Cold tingling flooded my body. She was slight, her face angular from being so thin. Her blonde hair was cut into a stylish bob that sat just above her cheeks. She wore chic, designer clothes, Prada shoes, dusky pink lipstick. That’s who New Jen reminded me of – Françoise, Matt’s wife.
‘You turned Jen into your wife,’ I said to Matt incredulously. ‘That’s why she lost weight and hacked off her lovely hair and wears that ridiculous lipstick. You wanted to spend day after day living with a version of Françoise in Leeds.’
‘What are you on about?’ Jen was half laughing.
‘I met Françoise when she was with Greg. And Matt’s turned you into her. You were right when you said he preferred you so thin your hipbones poke through your clothes and your hair so short you look fifty, because that’s what she looks like.’
Jen looked to Greg; he glanced away. She swung round to Matt. ‘Matt?’
Matt said nothing.
‘You said I’d look better with short hair, with less weight. And all along you wanted me to look like your wife? YOU BASTARD!’

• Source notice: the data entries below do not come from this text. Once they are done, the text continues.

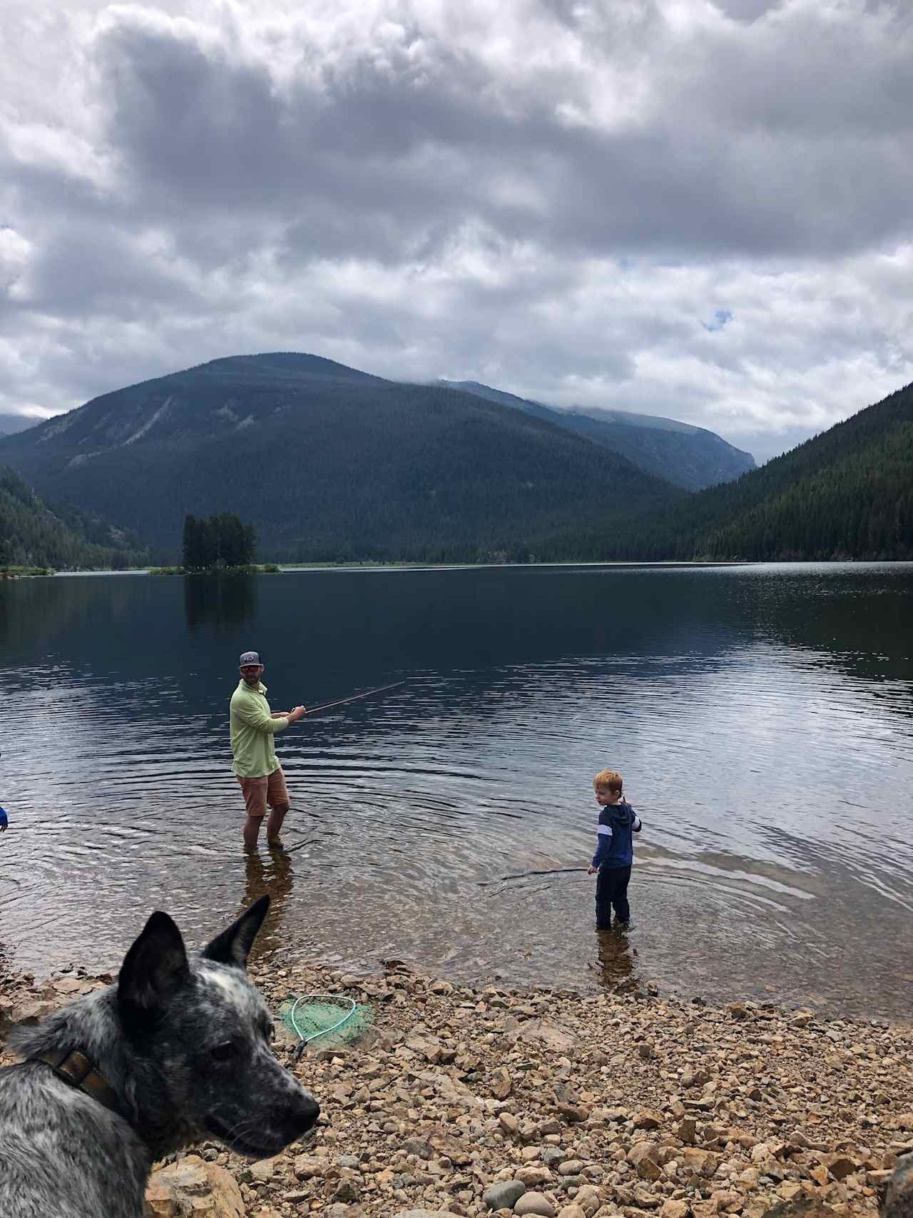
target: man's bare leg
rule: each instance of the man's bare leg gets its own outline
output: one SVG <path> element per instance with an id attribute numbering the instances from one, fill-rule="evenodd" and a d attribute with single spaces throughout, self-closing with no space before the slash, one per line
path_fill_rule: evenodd
<path id="1" fill-rule="evenodd" d="M 282 844 L 279 834 L 282 831 L 282 821 L 285 820 L 285 814 L 287 811 L 287 804 L 279 804 L 276 808 L 270 808 L 269 820 L 267 821 L 267 845 Z"/>
<path id="2" fill-rule="evenodd" d="M 245 821 L 245 850 L 257 849 L 257 838 L 261 836 L 262 823 L 262 816 L 248 816 Z"/>

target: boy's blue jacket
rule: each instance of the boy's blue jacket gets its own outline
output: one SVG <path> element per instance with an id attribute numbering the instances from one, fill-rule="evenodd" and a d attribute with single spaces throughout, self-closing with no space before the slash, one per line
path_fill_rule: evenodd
<path id="1" fill-rule="evenodd" d="M 642 828 L 640 817 L 623 799 L 600 808 L 596 853 L 590 867 L 629 867 L 634 861 L 632 833 Z"/>

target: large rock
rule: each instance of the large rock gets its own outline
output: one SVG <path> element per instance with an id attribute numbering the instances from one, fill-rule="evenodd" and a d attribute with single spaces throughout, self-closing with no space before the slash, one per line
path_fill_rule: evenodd
<path id="1" fill-rule="evenodd" d="M 525 1192 L 514 1206 L 515 1214 L 539 1214 L 540 1218 L 554 1218 L 555 1207 L 542 1192 Z"/>
<path id="2" fill-rule="evenodd" d="M 489 1209 L 512 1209 L 526 1192 L 522 1180 L 498 1180 L 482 1194 L 482 1201 Z"/>
<path id="3" fill-rule="evenodd" d="M 576 1049 L 579 1038 L 567 1028 L 560 1027 L 553 1019 L 528 1019 L 520 1029 L 521 1040 L 534 1040 L 555 1052 L 567 1052 Z"/>
<path id="4" fill-rule="evenodd" d="M 235 1178 L 217 1163 L 187 1155 L 159 1167 L 146 1188 L 146 1212 L 155 1218 L 245 1218 Z"/>
<path id="5" fill-rule="evenodd" d="M 881 1218 L 913 1218 L 913 1155 L 901 1162 L 887 1181 Z"/>

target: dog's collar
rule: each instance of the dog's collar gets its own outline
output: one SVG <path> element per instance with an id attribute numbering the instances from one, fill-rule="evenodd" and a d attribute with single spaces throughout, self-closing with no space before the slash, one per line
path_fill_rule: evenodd
<path id="1" fill-rule="evenodd" d="M 118 1117 L 123 1117 L 124 1113 L 114 1089 L 82 1050 L 56 1049 L 46 1054 L 35 1054 L 29 1061 L 44 1062 L 51 1067 L 57 1078 L 74 1086 L 77 1091 L 90 1095 L 93 1100 L 97 1100 L 99 1104 L 116 1112 Z"/>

She ran at him, started scratching at his eyes and face, while her feet tried to kick him. He put his hands up to protect himself. Greg and I watched them struggle until Matt managed to grab her wrists, stand up and fling her onto the bed. She bounced unceremoniously beside me a couple of times, then glared up at him.
‘At least I didn’t shag Amber, eh, lover?’ Matt shouted at her.
‘Like you’d ever get the chance,’ I said.
‘You’re comparing you living a double life, lying and screwing with my mind to a drunken mistake? You’re unbelievable,’ Jen shouted back.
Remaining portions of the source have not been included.